Pee - the bodily waste that just about everybody excretes, is officially a concern to aquatic wildlife.
This concern of urine is due to our strong dependence of pharmaceutical drugs.
Commonly used drugs such as anti-depressants, ibuprofen, and even birth control poses a threat of contamination to our water system. This ultimately leaves a rippling effect throughout our ecosystem.
Traces of pharmaceutical drugs from excreted waste and improper disposal generally runs off to open waterways.
A 2014 study was released about traces of pharmaceutical drugs discovered in river water located in southwestern Ontario. The traces of diabetic and acid re-flux drugs were the culprits. Although levels were depicted on the low side of the scale, traces of these two compounds were never before found in our North American waters.
Aquatic life in certain regions have experienced a phenomenon of increased "intersex" fish. Male bass in the Potomac River have been documented to be producing eggs. Common medications, including birth control, may be the culprit to this issue.
To recover from this endemic, proper drug disposal programs would be the cheapest and easiest way to limit pharmaceutical contamination. Taking back drug programs, education on disposal, and a policy to govern large scale medicine flushing at facilities, are great steps to prevent contaminants from entering waterways.
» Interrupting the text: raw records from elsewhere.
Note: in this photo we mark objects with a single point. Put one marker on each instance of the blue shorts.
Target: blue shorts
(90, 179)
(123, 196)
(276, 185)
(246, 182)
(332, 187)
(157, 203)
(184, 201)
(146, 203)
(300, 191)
Long term solutions include action to upgrade treatment infrastructure and taking a new approach on use and disposal of medicine.
Identifying the best method for removal is essentially the best choice. Overall, additional research is needed to conclude the effects of pharmaceutical contaminants in our waters. Further research will grant us solutions to help preserve the aquatic wildlife, and if there are significant long-term risks to public help.